Kinder und Uhren dürfen nicht beständig aufgezogen werden, man muss sie auch gehen lassen (Jean Paul)
Ihre Frage berührt ein wesentliches Problem unserer Gesellschaft und stellt Eltern, Lehrer und auch Trainer vor große Herausforderungen[1]. Denn einerseits wollen alle Ihr Kind optimal fördern, andererseits überziehen Sie die Grenzen und schaden Ihrem Kind. Eine UNICEF-Studie zeigte, dass die Kinder in Deutschland besser leben als die Kinder und Jugendlichen in den meisten anderen Ländern. Trotzdem sind viele Mädchen und Jungen in Deutschland unglücklich. „Die einseitige Konzentration auf Leistung und formalen Erfolg führt dazu, dass sich viele Kinder und Jugendliche ausgeschlossen fühlen. Unsere an Ressourcen reiche Gesellschaft versagt offensichtlich dabei, allen Mädchen und Jungen Hoffnung und Perspektiven auf gerechte Teilhabe zu geben” (Prof. Bertram, ZDF, 10.04.13).
Besonders der Leistungssport ist leistungs- und erfolgsorientiert. Der Wettbewerb prägt nicht nur den Wettkampf, sondern jede Trainingseinheit, wenn nicht gegen Sportkameraden, dann gegen die Uhr. Die Praxis lehrt uns, dass die meisten Kinder vor Ehrgeiz sprudeln. Das erfordert vom Nachwuchstrainer immer ein abgewogenes Verhältnis zwischen Anspornen und „Bremsen“. Leider lassen sich aber einige Trainer und Eltern nicht von dem Leitspruch leiten „Leistung ja, aber nicht um jeden Preis“. So führen permanente Überforderung, die Angst vor Scheitern und dem Ende der sportlichen Karriere bei den jungen Sportlern zu Selbstzweifel und Blockaden. Eine Befragung bei Kadersportlern ergab, dass rund ein Fünftel an depressiven Erkrankungen, den Burnout-Syndrom oder Essstörungen leidet (Breuer/Hallmann, 2013).
Auf Probleme beim plötzlichen Abbruch der sportlichen Laufbahn und das Burnout-Syndroms wird an anderer Stelle eingegangen (B.10). Bleiben wir bei Ihrer Frage und versuchen auf mögliche Ursachen eines von Ihnen verursachten Leistungsdrucks bei Ihrem Kind hinzuweisen:
- Sie fordern in Unkenntnis der realen Leistungsvoraussetzungen Ihres Kindes und der Aufgaben und Ziele der jeweiligen Altersklasse unrealistische Ziele.

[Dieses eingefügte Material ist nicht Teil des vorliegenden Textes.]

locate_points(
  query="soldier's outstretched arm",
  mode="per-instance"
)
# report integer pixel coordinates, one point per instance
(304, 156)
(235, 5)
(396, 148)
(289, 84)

- Sie sind zu stark auf Platz- und Zeitziele fokussiert.
- Zu Hause ist „dicke Luft“, wenn Ihr Kind ein von Ihnen erwartetes Ziel nicht erfüllt hat.
- Der Kontakt zum Trainer ist zu gering. Damit wissen Sie zu wenig über den wirklichen Leistungsstand Ihres Kindes und dessen Belastbarkeit.
- Sie geben Ihrem Kind zu wenige Chancen, seine Probleme loszuwerden. Auch ein Wutanfall hilft manchmal Frust abzubauen.
- Beobachten Sie sich selbst, Druck kann nicht nur verbal, sondern auch durch Körpersprache aufgebaut werden.
- Ihr Kind muss begreifen, dass es für seine sportliche Laufbahn selbst zuständig ist. So verkraftet es leichter, seine Misserfolge vor sich selbst als immer vor den Eltern zu verantworten.
- Befriedigen Sie Ihren Ehrgeiz durch eigene Leistungen und nicht durch die anderer.
- Vorsicht vor dem „Nur-Leistungssportler“ bereits in jungen Jahren. Das Leben bietet mehr und damit auch Alternativen Stress zu kompensieren.
- Wann haben Sie das letzte Mal Ihr Kind gelobt?
- Verantwortung für Ihr Kind sollte nicht in „Überkontrolle“ ausarten.
[1] S. Seiffge-Krenke, I. (2006). Nach Pisa. Stress in der Schule und mit den Eltern. Bewältigungskompetenz deutscher Jugendlicher im internationalen Vergleich. Göttingen: Vandenhoeck & Ruprecht, wonach die größte Not der Kinder ist: „Meine Eltern wollen gute Noten und machen deswegen Druck“ (15.000 Kinder aus 25 Ländern).